Search code examples
pythonstartswith

python startswith function returns content of entire text file


I'm trying to extract all instances of the number that follows the string PAX:. The string that indicates PAX is preceded by a string that starts with RCT.

In the data below, I would be trying to extract 2.

Data originally as follows:

"                                 T44-39                                 "
"RCT# 26798                                                       PAX: 2"
"STORE# 6                    TERMINAL# 3                         ONLINE"

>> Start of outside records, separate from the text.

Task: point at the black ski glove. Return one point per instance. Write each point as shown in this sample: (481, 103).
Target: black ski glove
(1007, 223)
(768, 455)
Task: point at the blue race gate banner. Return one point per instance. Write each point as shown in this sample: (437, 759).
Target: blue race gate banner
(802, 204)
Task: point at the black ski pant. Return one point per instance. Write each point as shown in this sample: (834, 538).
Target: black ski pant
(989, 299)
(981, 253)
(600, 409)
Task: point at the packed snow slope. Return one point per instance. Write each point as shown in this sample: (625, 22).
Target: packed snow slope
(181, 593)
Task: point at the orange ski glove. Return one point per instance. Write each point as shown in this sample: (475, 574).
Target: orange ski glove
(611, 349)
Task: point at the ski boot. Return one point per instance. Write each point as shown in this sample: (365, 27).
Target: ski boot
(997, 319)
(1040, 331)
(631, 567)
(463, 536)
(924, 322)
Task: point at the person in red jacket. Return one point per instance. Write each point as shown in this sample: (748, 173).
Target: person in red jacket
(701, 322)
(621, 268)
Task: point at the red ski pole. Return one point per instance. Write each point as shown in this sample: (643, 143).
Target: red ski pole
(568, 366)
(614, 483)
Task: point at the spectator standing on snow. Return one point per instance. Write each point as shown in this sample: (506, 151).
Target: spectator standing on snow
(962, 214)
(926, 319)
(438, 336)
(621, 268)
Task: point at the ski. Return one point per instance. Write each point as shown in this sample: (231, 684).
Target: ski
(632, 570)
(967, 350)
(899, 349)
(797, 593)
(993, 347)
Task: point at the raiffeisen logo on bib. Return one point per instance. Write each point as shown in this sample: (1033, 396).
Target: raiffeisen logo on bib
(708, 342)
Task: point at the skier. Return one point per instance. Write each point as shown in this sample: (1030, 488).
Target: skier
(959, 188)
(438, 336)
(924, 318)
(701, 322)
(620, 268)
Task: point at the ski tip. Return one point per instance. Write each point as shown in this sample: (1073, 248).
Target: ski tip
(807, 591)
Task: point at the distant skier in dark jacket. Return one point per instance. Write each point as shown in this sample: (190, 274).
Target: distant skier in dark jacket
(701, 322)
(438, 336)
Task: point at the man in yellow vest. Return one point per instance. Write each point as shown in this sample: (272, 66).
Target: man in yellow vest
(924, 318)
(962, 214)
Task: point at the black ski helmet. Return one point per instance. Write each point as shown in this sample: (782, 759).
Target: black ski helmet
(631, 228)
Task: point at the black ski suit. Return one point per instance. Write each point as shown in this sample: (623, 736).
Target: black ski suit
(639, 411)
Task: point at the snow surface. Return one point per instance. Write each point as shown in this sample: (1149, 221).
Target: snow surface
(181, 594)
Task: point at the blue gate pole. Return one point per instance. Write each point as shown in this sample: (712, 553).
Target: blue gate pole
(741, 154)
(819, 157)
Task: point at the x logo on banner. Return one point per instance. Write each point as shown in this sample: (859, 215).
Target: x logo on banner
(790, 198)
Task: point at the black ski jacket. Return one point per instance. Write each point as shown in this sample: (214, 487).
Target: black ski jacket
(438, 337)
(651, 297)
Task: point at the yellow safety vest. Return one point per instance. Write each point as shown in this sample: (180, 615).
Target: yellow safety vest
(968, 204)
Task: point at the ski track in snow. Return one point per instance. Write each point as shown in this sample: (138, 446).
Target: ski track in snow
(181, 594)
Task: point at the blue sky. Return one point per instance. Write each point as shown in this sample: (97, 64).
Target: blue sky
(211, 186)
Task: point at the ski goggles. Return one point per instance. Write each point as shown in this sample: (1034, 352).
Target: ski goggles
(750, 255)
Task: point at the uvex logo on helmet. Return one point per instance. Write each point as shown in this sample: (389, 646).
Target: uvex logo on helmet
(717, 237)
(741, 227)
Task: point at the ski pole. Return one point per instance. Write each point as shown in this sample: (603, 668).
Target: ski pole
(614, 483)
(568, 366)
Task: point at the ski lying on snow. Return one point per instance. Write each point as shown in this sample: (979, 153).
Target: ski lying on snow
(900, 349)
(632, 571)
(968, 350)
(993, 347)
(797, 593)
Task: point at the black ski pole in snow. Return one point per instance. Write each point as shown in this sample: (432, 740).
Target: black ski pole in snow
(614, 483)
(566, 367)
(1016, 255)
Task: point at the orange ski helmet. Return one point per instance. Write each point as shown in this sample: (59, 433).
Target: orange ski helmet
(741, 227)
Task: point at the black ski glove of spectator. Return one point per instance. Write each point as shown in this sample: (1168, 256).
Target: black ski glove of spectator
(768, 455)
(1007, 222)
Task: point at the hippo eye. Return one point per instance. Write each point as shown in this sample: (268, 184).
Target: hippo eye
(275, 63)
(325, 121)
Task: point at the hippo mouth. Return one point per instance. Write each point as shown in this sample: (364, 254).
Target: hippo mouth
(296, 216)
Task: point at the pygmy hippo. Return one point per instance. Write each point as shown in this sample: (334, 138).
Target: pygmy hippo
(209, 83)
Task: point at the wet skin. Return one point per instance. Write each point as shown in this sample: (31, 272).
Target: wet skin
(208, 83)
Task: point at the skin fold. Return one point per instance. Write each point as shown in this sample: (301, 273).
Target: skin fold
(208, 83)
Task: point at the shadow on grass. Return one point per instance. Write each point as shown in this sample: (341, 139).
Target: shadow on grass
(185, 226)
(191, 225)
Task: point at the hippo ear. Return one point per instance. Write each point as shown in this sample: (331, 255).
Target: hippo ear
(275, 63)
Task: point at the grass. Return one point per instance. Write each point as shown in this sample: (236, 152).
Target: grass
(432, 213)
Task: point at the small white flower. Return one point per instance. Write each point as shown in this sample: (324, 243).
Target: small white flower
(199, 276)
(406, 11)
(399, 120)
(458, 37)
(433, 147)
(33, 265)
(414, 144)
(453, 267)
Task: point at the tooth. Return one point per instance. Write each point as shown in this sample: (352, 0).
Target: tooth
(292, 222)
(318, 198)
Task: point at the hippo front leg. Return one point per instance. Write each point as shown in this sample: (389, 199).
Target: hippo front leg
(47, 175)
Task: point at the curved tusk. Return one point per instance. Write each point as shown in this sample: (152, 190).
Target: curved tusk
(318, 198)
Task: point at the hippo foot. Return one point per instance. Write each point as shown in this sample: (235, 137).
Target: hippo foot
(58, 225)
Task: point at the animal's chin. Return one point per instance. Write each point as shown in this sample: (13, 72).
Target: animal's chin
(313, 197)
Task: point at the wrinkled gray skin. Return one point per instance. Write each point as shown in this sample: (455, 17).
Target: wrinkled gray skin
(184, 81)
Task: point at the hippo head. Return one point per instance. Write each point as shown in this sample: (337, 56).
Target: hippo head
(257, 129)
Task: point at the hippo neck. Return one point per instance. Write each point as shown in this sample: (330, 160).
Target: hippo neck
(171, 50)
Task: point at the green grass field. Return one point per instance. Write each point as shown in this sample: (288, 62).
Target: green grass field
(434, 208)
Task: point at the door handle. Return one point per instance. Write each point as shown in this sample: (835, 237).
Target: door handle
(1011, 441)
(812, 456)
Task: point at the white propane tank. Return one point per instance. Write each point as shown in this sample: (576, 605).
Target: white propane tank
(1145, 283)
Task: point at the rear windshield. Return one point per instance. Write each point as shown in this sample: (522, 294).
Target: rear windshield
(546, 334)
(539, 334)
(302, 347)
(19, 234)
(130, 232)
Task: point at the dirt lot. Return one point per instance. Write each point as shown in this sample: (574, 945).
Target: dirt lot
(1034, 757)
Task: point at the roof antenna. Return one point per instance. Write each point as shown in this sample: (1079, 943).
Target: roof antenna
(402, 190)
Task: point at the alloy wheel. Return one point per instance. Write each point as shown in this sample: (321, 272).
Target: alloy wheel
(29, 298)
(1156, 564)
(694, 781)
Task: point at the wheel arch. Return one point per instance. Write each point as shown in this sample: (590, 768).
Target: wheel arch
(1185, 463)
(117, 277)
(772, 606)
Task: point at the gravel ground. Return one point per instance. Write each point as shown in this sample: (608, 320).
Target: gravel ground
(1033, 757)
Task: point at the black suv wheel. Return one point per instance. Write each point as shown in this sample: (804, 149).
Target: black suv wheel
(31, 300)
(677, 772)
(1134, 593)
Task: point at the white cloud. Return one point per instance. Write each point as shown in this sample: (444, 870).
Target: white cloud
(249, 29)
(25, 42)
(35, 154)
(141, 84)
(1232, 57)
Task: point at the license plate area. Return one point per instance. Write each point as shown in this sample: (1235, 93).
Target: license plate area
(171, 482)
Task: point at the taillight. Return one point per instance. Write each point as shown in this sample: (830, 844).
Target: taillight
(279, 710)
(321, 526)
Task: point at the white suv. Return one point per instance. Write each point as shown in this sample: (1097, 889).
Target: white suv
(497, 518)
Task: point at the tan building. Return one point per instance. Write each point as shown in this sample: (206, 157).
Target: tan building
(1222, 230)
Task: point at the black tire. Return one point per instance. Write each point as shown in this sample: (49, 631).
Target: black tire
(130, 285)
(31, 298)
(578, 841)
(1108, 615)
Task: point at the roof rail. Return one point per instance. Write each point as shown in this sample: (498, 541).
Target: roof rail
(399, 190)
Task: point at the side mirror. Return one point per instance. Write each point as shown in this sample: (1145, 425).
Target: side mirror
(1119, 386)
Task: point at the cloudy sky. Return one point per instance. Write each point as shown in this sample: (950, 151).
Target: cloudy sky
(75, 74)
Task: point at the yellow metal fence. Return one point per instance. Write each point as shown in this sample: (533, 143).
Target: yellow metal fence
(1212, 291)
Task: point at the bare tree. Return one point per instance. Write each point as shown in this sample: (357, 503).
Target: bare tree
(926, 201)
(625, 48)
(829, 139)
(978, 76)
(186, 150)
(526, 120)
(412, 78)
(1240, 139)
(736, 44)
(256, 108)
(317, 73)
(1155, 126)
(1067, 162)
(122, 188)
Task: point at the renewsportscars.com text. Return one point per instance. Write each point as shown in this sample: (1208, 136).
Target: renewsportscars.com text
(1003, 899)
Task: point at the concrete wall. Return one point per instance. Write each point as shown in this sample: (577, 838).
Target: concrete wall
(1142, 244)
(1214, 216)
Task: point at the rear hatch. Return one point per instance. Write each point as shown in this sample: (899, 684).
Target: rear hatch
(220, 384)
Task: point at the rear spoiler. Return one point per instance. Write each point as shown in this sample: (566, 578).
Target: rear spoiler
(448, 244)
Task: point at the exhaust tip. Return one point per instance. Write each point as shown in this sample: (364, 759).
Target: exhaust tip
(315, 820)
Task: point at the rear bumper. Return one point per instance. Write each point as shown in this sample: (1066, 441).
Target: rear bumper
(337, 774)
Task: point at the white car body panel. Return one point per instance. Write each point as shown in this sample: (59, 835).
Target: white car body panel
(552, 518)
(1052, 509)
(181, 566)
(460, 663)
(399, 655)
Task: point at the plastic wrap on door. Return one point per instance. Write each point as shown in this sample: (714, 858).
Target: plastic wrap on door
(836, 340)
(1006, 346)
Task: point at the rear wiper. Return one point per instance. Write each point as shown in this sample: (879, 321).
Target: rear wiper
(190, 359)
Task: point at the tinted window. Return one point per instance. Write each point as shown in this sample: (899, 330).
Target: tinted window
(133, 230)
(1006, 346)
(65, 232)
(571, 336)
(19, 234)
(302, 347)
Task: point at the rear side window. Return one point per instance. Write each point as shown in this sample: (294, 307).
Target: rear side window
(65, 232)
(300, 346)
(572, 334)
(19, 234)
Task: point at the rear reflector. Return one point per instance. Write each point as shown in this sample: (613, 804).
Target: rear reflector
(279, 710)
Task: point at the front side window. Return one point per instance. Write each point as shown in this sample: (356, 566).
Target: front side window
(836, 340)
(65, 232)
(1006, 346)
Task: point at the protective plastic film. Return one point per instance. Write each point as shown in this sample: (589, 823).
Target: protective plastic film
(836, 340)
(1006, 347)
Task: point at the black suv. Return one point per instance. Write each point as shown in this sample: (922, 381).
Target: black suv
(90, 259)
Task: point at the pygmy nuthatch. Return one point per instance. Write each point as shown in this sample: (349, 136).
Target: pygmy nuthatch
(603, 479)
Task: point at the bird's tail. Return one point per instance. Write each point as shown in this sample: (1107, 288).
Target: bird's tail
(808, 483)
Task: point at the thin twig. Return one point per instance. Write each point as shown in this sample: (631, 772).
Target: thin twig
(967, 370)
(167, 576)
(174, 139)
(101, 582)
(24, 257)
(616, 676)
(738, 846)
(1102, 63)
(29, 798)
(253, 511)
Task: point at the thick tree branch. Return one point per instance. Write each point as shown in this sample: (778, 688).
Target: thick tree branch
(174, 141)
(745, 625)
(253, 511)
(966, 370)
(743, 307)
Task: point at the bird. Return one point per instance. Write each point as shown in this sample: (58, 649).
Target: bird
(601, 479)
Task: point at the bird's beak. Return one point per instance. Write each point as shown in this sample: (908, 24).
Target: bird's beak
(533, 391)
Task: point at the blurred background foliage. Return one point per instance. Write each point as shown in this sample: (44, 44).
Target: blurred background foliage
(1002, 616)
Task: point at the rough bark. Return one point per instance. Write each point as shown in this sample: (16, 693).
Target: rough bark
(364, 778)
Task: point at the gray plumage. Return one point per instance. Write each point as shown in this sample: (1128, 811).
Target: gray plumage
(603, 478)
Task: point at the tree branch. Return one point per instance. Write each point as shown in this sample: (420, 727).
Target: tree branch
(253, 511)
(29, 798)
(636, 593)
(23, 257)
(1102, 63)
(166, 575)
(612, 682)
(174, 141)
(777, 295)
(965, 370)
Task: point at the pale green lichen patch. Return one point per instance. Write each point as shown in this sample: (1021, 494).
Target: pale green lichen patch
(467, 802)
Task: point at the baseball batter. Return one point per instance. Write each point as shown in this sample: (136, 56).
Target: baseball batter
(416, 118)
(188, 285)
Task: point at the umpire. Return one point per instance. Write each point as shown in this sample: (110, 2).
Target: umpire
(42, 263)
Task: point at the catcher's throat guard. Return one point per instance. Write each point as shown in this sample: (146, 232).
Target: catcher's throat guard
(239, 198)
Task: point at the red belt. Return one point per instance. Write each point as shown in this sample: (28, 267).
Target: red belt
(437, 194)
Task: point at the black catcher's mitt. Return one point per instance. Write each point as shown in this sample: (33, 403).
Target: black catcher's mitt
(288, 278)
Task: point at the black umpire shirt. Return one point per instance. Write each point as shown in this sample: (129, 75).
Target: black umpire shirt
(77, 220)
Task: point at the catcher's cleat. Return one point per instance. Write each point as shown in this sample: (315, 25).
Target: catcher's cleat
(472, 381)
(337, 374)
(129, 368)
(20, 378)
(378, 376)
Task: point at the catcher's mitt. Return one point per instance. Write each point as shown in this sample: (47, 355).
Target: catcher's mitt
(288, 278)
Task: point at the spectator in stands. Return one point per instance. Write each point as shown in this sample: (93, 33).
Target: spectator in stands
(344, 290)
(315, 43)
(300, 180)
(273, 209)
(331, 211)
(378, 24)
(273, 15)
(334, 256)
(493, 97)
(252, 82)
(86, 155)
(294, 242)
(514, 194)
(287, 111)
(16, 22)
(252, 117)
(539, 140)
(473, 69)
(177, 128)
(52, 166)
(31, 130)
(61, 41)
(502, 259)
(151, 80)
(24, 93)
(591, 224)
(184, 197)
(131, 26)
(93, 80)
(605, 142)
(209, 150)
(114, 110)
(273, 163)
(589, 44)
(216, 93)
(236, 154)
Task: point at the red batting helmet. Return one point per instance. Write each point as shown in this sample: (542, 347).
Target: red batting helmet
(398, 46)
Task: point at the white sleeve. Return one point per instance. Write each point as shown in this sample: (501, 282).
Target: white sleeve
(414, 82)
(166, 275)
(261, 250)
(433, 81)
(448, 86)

Code of first attempt was as follows:

with open("e-journal.txt","r") as rf:
    with open("e-journal_py output.txt","w") as wf:
        for line in rf:
            line = line.strip()
            if line.startswith('"RCT#'):
                pax = line.split()
                pax2 = pax[3]
                print (pax2)

However, each line started and ended with ", so I attempted to replace " by revising the code.

After using the replace function, print returns the following:

T44-39                                 \nRCT# 26798                                                       PAX: 2\nSTORE# 6                    TERMINAL# 3                         ONLINE\n                        

Second attempt at code is as follows:

with open("e-journal.txt","r") as rf:
    with open("e-journal_py output.txt","w") as wf:
        data = rf.read()
        data = data.replace('"','')
        with open(data) as data:
            for line in data:
                line = line.strip()
                if line.startswith("RCT"):
                    pax = line.split()
                    pax2 = pax[1]

The revised code removes " at the beginning and end of each line, but also returns content of the entire text file. In other words, the startswith function does not return the number of PAX. How do I revise the code to return the number that follows the string PAX?

Also, given there is no code to print, I'm not sure what prompted the cost to return the entire data set


Solution

  • Your first attempt was the most sensible. It already returned 2", so all you had to do was to remove the trailing ".

    You can use the rstrip string method to do that. Simply change

    pax2 = pax[3]
    

    to

    pax2 = pax[3].rstrip('"')
    

    or if you want to treat it as an integer, instead of a string, add int() around it:

    pax2 = int(pax[3].rstrip('"'))